Andrew Lord

Donald Young Gallery

One window onto the awful weight of history is the similarly awful weight of art history. Andrew Lord’s two recent series of plaster and beeswax sculptures are both elegant and elegiac in this respect, assertions of self achieved via an immersion in selected obscurities of our shared cultural traditions and an attendant insistence on the palpability of his own body.

Culture first—Lord’s ongoing series “Second Avenue” (all works 2007), named in part for a poem by Frank O’Hara, is a mannered journey through the ancient vase shapes that have interested the artist for some time. Completely nonfunctional, without cavity or aperture, his vessels have been reduced to visual essences, as if the allusive summoning of the shape of a pre-Columbian pot as a historical sign were enough, a testament to the authority of the past that expresses the vacuity of the present, a determined holding of the old gods to his bosom. Lord elongates these shapes into a slightly Giacometti-like stretched and striated verticality, their pitted plaster surfaces and petrified beeswax coatings giving them a poignantly battered-looking profile. They appear almost as if unearthed, and some are literally unsteady on their pins.

Second Avenue No 3 is Lord’s interpretation of an oenochoe-like form, but with a handle and body so impossibly stretched and slender that it has become ghostlike, a visual stutter, a gesture toward a custom that the artist respects but from which his work seems somehow alienated, its function now solely as cultural trope, a container of collective historical memory. But there is power in tradition, and Lord’s project seems to oscillate between homage and lamentation—homage to a group of hallowed cultural forebears, and lamentation for the impossibility of duplicating their achievements.

Vase shapes are already full of intimations of the human body, and Lord’s second series in this show comprise casts of parts of his own body and of the body of a friend. Disembodied fragments—a neck, a tongue, nostrils, buttocks, a penis, fingers, and a chin—are presented as decontextualized chunks of tea-soaked plaster covered with yellow-gold beeswax, each sculpture seemingly casually hung by twisted wire from a nail pounded into the wall.

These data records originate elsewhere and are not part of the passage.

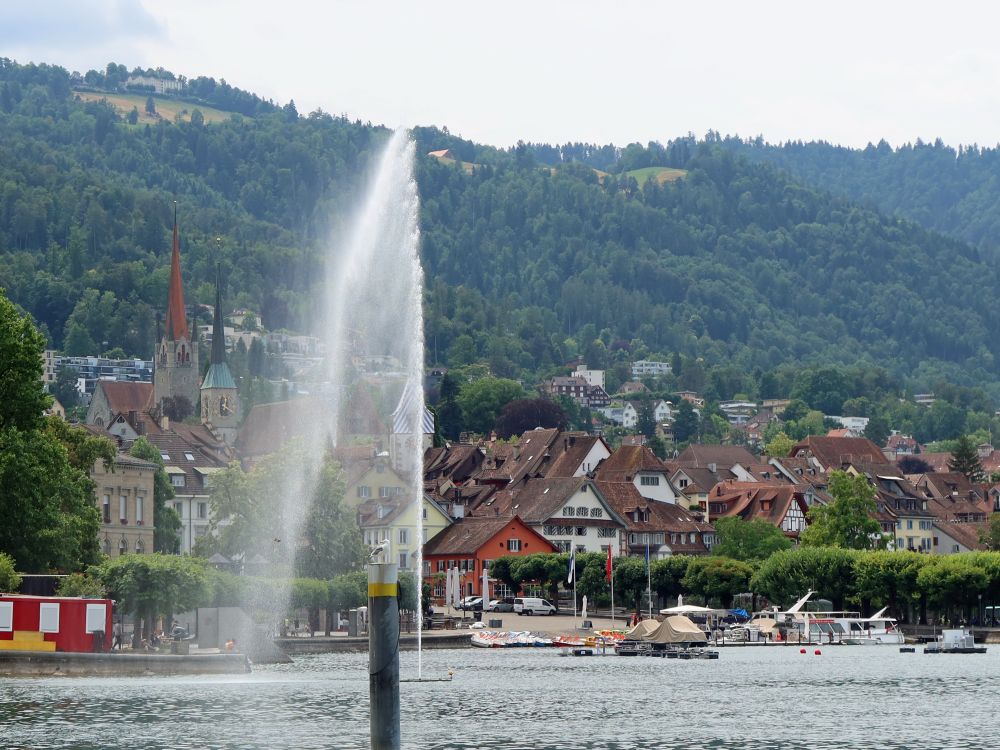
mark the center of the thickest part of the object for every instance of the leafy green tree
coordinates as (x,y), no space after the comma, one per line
(748,540)
(951,581)
(885,578)
(646,424)
(481,402)
(155,585)
(166,520)
(81,584)
(22,399)
(989,536)
(685,422)
(332,542)
(779,445)
(666,575)
(525,414)
(848,521)
(65,388)
(46,494)
(877,430)
(786,576)
(965,460)
(10,581)
(717,578)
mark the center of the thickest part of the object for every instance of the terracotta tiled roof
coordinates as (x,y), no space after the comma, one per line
(269,426)
(723,456)
(468,535)
(575,448)
(123,396)
(626,462)
(535,501)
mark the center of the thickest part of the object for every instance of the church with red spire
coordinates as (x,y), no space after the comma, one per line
(176,371)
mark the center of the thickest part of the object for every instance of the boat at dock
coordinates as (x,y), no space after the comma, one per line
(957,641)
(798,625)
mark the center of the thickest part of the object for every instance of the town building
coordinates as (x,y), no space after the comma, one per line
(395,520)
(176,373)
(471,545)
(644,368)
(569,512)
(639,466)
(126,504)
(220,398)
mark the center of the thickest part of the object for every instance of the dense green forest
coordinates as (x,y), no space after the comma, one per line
(948,190)
(534,255)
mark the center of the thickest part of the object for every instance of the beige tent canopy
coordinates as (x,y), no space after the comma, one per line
(642,630)
(675,629)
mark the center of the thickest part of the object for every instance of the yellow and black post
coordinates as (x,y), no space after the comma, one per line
(383,655)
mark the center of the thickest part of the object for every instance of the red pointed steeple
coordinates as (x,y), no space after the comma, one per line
(176,324)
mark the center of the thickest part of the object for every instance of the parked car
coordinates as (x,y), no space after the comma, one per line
(533,605)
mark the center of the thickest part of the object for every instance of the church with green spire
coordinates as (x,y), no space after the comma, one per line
(220,401)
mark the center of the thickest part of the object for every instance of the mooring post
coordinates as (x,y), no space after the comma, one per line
(383,655)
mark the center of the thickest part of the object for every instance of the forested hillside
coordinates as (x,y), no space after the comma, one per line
(952,191)
(533,255)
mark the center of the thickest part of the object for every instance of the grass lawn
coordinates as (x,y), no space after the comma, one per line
(660,174)
(166,109)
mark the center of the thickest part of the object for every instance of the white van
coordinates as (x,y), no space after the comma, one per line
(531,606)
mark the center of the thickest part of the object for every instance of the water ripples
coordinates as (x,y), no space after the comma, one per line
(871,698)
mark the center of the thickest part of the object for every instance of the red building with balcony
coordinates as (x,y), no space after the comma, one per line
(472,542)
(54,623)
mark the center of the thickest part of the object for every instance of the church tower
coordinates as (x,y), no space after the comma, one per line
(220,401)
(176,369)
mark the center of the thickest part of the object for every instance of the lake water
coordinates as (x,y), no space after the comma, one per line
(849,697)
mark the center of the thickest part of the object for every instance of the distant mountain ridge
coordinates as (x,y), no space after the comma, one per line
(532,257)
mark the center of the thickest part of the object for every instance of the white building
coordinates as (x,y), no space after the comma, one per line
(593,377)
(645,368)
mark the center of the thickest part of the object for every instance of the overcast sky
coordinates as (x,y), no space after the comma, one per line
(623,71)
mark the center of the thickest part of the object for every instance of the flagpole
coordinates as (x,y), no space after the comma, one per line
(649,584)
(576,613)
(611,567)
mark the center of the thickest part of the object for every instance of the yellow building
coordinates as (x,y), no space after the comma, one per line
(372,479)
(395,519)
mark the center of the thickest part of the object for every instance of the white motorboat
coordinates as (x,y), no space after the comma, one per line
(849,628)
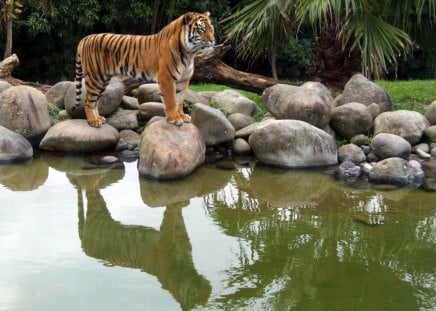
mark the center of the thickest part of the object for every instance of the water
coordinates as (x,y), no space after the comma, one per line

Amid the evocation of Jasper Johns’s Target with Plaster Casts, 1955, and some similar efforts by Marcel Duchamp, Bruce Nauman, and others, there is something intentionally forlorn about this project, a kind of fundamental assertion of personhood and presence without any assertion of personality or intimacy, autobiography without revelation.

Lord’s rough-hewn manner of casting, his purposeful clumsiness and inattention to detail, posits this as a kind of solipsistic exercise, a self-communing inventory of literal bits of the corporeal. His tendency to present these life-size body parts—his buttocks, tongue, and neck, for example—in both positive and negativecasts gives this all a somewhat arbitrary quality, and in several cases, such as cast neck (negative). the Bowery. March., it would be impossible to identify the subject without its title. Lord informs his viewers that the poetic inspiration for this series was Walt Whitman’s “I Sing the Body Electric” (1855), and while Lord doesn’t summon Whitman’s transcendental exuberance, both exhibit a similar delight in considering the body as a compendium of individual parts, each miraculous in its own way, nonhierarchically, nostrils no less significant than brains. It’s much like the different forms of ancient vases.